Minimum, Maximum, Order Statistics

Objectives

Notes

• Given an unorderd array, what is the expected time for finding the minimum or maximum value?

  • MINIMUM(A)
       A: An unordered array
    
     min ← A[0]
     for i ← 1 to A.size-1 do
        if min > A[i]
           min = A[i]
     return min
    
           

  • This clearly works
  • And reversing the comparison would work for max
  • CLRS argues that

    This could be considered a tournment among the values
    And each value but the min must lose once
    So we need n-1 comparisons to determine the min/max in the worst case
    So this is the best we can do.
           

• The Selection Problem: given an array A with n elements, find the element that would be in position i, 0 ≤ i < n
• An obvious solution is

  • SELECT(A,i)
       A:  an unordered array
       i:  an integer 0 ≤ i < A.size
    
     B = sort(A)
     return B[i]
     

  • This is clearly O(n log₂ n)
• We could use quicksort's pivot function
  • Pivot the array, if the pivot position is i, return, otherwise pivot the sub array i would be in.

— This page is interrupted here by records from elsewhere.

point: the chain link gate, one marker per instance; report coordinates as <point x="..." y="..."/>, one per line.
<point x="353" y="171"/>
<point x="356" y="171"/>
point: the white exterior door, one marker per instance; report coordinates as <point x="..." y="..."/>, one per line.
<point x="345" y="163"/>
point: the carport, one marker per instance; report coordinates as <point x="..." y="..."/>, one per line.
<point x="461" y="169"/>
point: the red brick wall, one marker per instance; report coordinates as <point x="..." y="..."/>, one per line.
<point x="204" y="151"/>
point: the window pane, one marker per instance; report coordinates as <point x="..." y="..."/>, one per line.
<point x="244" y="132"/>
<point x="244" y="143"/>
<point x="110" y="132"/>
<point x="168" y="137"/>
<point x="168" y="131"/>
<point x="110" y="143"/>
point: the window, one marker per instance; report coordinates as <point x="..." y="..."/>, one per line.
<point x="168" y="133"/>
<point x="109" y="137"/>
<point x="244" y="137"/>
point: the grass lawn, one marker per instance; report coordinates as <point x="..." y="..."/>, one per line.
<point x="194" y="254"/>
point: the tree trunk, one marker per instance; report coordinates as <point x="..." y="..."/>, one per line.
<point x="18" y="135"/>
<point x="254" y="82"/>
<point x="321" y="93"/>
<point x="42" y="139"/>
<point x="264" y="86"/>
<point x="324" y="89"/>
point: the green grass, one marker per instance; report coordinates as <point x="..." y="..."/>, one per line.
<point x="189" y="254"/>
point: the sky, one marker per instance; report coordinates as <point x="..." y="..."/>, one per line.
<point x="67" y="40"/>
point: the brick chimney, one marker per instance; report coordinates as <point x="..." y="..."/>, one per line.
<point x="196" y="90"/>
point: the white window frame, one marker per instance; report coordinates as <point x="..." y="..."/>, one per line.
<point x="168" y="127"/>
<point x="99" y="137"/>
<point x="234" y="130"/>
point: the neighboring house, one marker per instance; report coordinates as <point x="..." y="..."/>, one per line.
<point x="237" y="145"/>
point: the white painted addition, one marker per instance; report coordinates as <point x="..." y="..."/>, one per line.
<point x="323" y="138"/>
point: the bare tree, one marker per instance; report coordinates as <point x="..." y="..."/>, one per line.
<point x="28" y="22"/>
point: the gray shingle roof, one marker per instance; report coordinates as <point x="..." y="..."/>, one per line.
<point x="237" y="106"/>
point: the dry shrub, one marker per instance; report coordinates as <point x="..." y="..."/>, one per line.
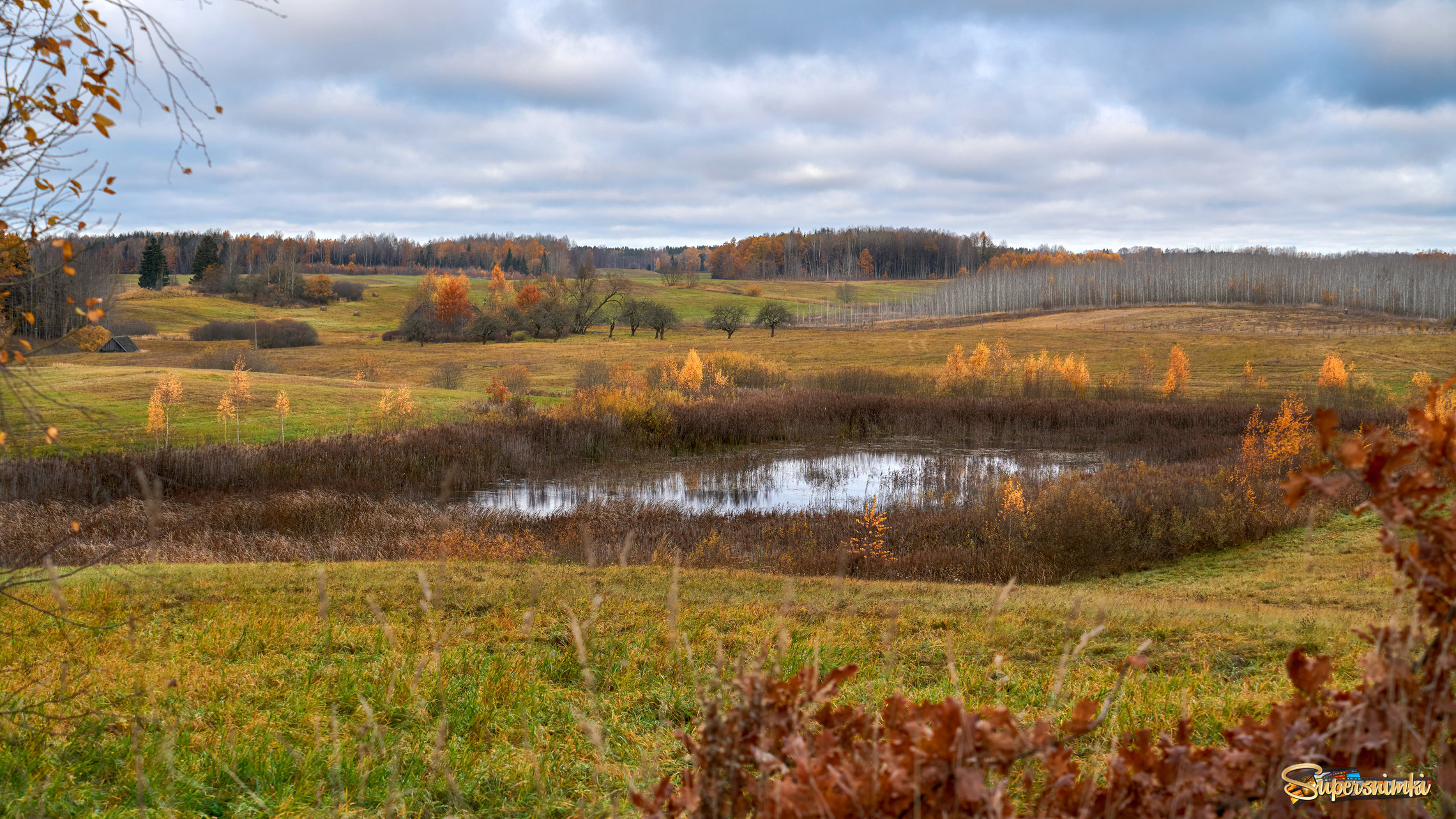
<point x="749" y="371"/>
<point x="781" y="748"/>
<point x="91" y="337"/>
<point x="460" y="542"/>
<point x="411" y="461"/>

    PARTITION-SELECT(A, i, low, high)
        A: an unordered array
        i:  an integer 0 ≤ i < A.size
        low and high, valid positions in the array such that low ≤ i ≤ high
    
     if low = high 
        return A[low]
     part ←  Partition(A, low, high)
     if i == part
        return A[part]
     if i < part
        return PARTITION_SELECT(A, i, low, part-1)
     else 
        return PARTITION_SELECT(A, i, part+1, high)
     

  • This is O(n²)
  • But it does either take extra space or it scrambles the array.
  • Complex but average time will be O(n)